Frolic’s To Dream, Perchance to Sleep is undoubtedly beautiful, with Kelly O’Brien’s misty voice and the barely there arrangements. It’s haunted and atmospheric in the most traditional ways, providing a dreamlike feel, at once comforting and unnerving. No one will question Frolic’s ability to create gorgeous music—it is obvious that they do. But for all of that, it’s almost impossible to tell if To Dream, Perchance to Sleep is actually good. Frolic simply hides behind what they are and doesn’t present anything else.
Frolic will take you into their world, yes, and you’ll probably enjoy the experience. While firmly rooted in an ethereal sound, it is mellow enough to be approachable to everyone. There’s almost nothing not to like, and that seems to be the problem. Frolic isn’t taking any chances, instead offering what you’d expect in terms of this sort of music. Unlike some of their peers, Frolic’s influences are only on the surface. They flirt with world music and electronic sounds without truly understanding or utilizing either. It doesn’t make To Dream, Perchance to Sleep bad or even uninspired because what listeners are left with is enjoyable, but it is pure escapism. While Frolic’s lack of depth may not make much of an emotional connection with listeners, their music is still pretty.
All the songs here resemble each other closely, in terms of tempo or theme or just because they all mostly sound the same. It is a bit tiring, but the soothing, even feel of To Dream, Perchance to Sleep is pleasant and preferable to the album being all over the place. Even when tracks like the intriguing “Stay” deviate away from the established sound, the next songs quickly bring it back.
Lead vocalist O’Brien does have a heavenly voice and is well suited to this music, providing just enough otherworldliness to To Dream, Perchance to Sleep. Lyrically, Frolic is about what you would expect—dramatically worded tales of love and loss. O’Brien’s hushed vocals mostly lose the words into the background, but the overall feeling still remains. She is the highlight of the album, and the songs that lack her vocals become tedious.

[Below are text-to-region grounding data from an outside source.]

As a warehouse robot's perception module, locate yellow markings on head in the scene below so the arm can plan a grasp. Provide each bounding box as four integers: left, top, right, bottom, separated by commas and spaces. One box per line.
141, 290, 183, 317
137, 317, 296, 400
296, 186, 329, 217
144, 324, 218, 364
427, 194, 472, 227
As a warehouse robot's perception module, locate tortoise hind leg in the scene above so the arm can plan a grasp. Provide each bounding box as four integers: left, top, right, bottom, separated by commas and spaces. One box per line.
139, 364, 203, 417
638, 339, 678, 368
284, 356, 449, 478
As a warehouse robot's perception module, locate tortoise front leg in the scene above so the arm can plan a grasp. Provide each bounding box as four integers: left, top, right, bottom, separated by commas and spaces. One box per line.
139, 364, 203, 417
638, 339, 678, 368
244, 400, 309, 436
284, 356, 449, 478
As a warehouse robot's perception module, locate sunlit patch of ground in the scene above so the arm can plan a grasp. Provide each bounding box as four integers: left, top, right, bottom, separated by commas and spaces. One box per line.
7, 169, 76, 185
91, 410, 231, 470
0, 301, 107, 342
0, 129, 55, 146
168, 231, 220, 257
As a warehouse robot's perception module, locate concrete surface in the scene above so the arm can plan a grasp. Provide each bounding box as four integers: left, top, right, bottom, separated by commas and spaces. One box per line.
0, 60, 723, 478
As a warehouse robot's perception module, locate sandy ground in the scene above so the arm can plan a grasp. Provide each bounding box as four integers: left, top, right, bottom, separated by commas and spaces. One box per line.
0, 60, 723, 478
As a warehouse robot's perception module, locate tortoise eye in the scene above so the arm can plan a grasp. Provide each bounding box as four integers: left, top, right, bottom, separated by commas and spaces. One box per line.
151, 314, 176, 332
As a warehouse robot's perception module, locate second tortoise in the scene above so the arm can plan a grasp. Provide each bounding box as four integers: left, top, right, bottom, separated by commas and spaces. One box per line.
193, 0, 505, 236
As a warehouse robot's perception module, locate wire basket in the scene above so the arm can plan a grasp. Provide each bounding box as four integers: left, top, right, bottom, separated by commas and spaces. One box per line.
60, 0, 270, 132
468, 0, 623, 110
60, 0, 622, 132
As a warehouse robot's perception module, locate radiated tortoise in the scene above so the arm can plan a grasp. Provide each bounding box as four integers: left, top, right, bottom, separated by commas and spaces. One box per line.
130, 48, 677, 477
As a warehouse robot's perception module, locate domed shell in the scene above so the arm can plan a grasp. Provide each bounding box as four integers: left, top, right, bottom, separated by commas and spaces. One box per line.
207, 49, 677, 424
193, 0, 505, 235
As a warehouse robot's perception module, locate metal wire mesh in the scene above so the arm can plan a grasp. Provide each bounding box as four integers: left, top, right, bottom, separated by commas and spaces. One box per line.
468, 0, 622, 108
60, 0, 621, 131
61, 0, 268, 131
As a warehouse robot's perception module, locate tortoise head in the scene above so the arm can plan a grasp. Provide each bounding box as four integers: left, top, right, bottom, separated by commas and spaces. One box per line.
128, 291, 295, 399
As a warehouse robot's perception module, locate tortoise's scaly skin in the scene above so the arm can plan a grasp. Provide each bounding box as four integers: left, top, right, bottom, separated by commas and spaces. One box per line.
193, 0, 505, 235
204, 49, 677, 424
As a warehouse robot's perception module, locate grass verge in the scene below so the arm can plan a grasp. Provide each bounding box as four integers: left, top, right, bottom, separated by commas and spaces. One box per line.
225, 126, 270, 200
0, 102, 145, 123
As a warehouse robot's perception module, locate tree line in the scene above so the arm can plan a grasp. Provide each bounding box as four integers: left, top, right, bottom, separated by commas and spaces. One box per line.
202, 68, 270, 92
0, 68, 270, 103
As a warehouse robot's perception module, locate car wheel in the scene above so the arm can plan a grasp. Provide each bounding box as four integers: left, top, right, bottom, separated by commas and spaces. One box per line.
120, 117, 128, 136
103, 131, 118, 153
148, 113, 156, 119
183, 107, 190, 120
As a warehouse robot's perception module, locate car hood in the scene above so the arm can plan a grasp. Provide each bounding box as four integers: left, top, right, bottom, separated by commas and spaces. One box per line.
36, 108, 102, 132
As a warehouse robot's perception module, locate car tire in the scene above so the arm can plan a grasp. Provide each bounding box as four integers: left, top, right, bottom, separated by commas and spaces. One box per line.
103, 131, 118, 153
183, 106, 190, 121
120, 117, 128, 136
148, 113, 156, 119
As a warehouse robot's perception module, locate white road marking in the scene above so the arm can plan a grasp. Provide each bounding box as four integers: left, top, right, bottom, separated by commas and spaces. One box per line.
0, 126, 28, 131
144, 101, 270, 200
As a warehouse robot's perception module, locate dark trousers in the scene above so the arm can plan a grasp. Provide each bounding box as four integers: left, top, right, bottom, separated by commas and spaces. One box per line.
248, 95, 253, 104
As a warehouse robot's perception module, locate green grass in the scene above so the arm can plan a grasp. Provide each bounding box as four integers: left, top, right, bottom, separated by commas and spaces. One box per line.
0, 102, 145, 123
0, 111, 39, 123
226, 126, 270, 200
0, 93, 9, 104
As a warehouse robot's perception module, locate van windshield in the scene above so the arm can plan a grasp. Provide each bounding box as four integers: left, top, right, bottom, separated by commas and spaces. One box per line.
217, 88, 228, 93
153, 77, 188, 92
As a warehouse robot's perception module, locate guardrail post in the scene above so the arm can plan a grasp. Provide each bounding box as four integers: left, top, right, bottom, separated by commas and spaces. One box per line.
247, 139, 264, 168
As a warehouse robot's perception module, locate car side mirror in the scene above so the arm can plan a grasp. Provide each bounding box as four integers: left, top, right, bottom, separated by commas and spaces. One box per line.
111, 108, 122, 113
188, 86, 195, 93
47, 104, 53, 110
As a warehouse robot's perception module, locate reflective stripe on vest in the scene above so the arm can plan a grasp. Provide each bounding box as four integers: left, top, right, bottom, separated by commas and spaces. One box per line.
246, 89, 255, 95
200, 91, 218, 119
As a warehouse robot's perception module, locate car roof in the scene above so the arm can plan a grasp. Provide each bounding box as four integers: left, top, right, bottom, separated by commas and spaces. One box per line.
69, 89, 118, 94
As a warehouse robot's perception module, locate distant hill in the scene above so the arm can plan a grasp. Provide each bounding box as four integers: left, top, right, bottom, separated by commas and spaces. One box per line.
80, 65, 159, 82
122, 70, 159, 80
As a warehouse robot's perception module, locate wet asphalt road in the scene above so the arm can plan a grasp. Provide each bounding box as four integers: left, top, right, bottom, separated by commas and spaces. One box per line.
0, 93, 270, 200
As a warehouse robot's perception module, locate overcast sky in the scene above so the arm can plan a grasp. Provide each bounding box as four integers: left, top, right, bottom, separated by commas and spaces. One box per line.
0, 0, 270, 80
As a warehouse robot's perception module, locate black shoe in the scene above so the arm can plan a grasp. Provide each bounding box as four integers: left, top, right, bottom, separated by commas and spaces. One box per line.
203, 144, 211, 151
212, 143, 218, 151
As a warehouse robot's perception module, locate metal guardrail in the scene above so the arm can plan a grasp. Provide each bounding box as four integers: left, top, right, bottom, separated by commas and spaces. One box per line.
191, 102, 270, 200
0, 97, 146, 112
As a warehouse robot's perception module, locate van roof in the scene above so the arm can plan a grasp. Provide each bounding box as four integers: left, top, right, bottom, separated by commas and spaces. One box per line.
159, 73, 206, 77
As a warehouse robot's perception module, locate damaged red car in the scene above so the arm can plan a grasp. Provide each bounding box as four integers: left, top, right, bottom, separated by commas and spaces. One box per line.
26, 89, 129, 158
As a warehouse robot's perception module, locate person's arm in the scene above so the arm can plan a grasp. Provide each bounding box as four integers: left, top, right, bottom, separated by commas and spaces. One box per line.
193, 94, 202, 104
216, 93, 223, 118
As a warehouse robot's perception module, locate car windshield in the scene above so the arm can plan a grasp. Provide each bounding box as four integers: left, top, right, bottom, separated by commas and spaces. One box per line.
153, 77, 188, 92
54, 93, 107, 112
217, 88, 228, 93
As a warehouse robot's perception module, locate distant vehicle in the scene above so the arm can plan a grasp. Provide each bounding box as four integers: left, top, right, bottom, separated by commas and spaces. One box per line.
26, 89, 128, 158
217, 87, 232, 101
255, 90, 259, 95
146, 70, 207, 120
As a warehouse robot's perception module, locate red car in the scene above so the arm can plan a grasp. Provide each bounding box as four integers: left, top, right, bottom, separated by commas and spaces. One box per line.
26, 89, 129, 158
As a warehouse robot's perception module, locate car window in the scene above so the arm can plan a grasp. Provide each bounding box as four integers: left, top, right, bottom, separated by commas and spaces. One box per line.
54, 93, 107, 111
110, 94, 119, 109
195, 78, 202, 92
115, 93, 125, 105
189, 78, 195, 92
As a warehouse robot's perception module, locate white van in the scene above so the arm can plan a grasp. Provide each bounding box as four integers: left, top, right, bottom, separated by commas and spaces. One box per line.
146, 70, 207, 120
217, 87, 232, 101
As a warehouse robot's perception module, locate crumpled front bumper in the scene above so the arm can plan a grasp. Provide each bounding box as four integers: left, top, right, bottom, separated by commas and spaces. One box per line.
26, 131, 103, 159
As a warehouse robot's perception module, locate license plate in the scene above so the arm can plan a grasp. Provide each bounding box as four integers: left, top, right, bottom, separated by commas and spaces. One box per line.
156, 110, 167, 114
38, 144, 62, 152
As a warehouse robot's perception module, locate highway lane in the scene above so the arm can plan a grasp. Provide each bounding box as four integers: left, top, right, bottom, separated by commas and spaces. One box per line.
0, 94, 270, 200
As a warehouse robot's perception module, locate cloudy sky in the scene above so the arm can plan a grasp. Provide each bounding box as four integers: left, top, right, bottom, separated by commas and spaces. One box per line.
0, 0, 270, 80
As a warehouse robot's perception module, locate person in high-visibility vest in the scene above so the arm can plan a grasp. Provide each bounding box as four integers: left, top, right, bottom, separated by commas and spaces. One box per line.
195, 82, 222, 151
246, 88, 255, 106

Frolic means well, and most of To Dream, Perchance to Sleep is an exercise in beauty, but in the end, it’s hard to care or to want to hear it again. The freeform melodies don’t stay with listeners, and the vaporous ambience to the music doesn’t give much to hold onto. There’s nothing here to make Frolic detestable, but at the same time, there’s nothing here to make you fall in love with them, either.